Pastoral and Spiritual Care
Counseling should only be undertaken by people who have been trained and accredited by an approved body and who are being supervised. Of course there are situations where young people might talk informally or need practical advice. This is not counseling, and you should realise your limits. Prayer and ministry with young people should always take place within the principles or guidelines of this policy. Ministry should be age appropriate, non-threatening, sensitive to young people's and parents' church background. Deliverance ministry should never take place outside of the context of the church's own pastoral and family situation. Great pastoral care is required over the exercise of spiritual gifts. e.g. words of knowledge. Those exercising them should always remember the effect such information is likely to have on the person receiving it. The Bible also tells us to test these gifts (1 John 4:1) and so any such 'word of knowledge' should not be treated lightly but investigated thoroughly. Create an environment where young people feel safe and that they will be listened to and valued. Encourage them to think through their own emotions, responsibilities and always work at building self-esteem.
Training and Supervision
It is important that all workers understand the agreed procedures for protecting children. Where possible workers should have clear job descriptions.

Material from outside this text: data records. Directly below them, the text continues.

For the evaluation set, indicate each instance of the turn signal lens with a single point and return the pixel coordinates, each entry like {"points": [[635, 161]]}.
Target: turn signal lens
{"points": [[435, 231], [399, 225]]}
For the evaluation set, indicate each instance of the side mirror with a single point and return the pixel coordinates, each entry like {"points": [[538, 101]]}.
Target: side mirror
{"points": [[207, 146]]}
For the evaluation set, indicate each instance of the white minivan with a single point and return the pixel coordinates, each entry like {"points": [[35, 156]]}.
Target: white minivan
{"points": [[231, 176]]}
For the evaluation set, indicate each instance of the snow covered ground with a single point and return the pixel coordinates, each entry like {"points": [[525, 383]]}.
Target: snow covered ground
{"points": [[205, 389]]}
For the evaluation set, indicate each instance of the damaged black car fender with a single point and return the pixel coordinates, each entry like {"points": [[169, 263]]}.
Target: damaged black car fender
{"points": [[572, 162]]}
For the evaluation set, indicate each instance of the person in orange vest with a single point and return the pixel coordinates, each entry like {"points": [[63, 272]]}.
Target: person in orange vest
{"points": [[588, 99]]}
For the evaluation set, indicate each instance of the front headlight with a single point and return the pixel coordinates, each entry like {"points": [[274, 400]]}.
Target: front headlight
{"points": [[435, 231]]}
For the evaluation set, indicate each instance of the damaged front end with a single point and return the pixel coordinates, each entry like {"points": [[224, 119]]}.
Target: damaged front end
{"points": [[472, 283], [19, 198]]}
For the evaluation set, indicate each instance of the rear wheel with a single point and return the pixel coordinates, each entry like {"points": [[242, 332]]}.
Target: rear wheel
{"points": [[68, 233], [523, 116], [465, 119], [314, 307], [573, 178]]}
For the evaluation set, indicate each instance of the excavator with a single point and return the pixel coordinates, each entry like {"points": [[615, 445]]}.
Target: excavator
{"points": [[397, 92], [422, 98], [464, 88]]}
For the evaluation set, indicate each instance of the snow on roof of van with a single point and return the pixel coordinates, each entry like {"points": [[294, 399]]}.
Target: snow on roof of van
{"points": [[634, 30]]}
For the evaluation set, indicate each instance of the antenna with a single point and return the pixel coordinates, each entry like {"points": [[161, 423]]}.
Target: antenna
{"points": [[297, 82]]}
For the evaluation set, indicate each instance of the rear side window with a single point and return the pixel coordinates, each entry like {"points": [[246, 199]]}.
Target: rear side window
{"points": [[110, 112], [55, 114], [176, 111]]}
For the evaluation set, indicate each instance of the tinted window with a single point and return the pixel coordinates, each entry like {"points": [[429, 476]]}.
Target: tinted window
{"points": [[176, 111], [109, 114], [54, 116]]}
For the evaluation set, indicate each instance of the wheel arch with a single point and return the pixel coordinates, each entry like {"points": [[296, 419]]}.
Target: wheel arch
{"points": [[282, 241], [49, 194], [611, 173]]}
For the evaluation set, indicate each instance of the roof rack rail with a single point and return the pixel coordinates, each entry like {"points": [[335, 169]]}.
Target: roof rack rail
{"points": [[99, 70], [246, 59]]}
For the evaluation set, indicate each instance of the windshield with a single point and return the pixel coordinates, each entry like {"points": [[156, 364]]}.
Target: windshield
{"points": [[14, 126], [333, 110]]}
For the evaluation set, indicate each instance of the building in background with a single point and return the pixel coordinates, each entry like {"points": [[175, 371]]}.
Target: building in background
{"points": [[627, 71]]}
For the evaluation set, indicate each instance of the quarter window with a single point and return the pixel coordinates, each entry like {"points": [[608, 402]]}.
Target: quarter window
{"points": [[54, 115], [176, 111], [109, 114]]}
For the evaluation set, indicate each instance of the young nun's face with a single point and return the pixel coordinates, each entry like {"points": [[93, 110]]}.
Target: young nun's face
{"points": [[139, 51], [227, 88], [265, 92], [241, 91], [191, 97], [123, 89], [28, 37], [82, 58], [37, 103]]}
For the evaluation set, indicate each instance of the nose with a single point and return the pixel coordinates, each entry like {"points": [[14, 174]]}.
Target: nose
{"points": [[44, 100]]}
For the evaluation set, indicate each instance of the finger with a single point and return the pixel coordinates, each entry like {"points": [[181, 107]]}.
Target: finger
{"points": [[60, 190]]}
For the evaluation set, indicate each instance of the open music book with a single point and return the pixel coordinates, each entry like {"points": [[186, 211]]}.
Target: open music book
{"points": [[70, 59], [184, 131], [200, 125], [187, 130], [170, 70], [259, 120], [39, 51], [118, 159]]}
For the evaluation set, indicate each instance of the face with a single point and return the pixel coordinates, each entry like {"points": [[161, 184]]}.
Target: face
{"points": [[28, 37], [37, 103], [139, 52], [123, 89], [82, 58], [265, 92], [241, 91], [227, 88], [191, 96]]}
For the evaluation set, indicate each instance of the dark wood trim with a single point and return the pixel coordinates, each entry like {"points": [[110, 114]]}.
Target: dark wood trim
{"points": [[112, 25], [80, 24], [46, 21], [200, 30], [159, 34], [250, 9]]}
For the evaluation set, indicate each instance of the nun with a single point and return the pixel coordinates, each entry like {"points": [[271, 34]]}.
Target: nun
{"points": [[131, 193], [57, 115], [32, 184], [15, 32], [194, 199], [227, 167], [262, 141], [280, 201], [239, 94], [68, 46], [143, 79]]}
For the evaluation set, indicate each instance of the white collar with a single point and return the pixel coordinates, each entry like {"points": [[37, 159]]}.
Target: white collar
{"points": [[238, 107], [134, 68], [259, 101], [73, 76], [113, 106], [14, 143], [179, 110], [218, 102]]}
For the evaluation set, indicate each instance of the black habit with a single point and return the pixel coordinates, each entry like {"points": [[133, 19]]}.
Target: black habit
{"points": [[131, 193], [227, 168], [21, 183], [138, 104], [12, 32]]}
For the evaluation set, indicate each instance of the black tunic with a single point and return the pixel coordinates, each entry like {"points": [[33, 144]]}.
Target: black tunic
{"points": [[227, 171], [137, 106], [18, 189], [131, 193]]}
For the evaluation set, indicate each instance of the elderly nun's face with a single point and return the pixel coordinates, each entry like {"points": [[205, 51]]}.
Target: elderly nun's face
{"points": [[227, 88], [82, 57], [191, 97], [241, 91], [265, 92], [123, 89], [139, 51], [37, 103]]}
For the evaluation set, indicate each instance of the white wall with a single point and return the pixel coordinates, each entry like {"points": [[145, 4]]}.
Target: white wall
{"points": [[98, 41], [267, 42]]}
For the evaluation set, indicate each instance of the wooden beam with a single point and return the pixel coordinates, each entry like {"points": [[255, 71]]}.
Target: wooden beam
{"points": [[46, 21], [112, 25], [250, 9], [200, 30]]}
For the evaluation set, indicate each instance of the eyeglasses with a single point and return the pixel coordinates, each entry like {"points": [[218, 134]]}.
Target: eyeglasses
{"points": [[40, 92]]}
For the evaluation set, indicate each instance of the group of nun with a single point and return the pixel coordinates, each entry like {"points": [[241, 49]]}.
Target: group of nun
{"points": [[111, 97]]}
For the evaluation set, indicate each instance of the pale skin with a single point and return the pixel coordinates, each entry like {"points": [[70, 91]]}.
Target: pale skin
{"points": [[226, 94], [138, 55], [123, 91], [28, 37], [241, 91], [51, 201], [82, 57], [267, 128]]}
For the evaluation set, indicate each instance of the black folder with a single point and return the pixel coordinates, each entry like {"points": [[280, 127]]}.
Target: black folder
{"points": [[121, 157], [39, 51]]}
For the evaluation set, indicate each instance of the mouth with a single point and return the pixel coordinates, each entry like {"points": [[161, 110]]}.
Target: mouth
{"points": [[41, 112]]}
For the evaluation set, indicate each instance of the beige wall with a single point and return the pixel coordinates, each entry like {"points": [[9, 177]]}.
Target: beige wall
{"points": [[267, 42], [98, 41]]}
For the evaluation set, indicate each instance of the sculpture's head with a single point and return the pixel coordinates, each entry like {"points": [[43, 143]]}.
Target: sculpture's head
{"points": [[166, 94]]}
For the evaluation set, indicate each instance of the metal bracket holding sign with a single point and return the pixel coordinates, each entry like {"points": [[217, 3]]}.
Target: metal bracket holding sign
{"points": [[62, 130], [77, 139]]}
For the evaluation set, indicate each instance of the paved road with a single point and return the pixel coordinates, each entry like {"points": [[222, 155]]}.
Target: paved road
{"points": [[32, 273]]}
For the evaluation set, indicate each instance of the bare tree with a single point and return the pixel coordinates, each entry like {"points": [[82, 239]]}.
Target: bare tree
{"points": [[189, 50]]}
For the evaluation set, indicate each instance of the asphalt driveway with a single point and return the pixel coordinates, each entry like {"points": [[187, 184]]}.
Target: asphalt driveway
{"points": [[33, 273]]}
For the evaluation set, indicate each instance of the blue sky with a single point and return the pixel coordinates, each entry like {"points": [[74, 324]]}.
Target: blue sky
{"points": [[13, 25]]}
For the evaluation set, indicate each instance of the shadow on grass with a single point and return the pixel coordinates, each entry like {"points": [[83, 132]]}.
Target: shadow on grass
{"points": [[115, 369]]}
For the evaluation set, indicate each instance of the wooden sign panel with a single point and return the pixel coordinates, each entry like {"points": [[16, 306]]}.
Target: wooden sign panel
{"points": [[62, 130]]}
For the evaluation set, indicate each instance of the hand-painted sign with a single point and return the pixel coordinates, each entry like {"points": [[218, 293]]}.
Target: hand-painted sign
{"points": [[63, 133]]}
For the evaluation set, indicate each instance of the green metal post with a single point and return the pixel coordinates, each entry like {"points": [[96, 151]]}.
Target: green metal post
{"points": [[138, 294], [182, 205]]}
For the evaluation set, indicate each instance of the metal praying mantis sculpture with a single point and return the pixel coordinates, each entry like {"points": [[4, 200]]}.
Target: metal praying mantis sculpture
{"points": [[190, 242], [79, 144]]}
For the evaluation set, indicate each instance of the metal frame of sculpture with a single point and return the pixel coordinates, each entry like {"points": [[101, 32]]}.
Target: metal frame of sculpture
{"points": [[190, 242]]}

Each worker should have a clear description of their tasks, supervisory arrangements (both of themselves and their responsibility for others) and any guidelines and agreed procedures.
The implementation of this policy will be audited in the following ways: Workers directly involved with children and young people will attend an annual meeting to discuss policy and practice issues. A register will be maintained of all workers with whom the Policy has been discussed, and those who have received training Base leaders will submit an annual report of their children/youth activities to include the names of all staff and volunteers involved. Random visits by CPAT or by an outside agency to check on the implementation of policy and practice. This document is based on a model child protection policy supplied by the Churches Child Protection Advisory Service - a project of PCCA Child Care. A copy of this policy and all amendments will be filed with CCPAS. This policy must not be copied by other churches/organisations without the written agreement of CCPAS.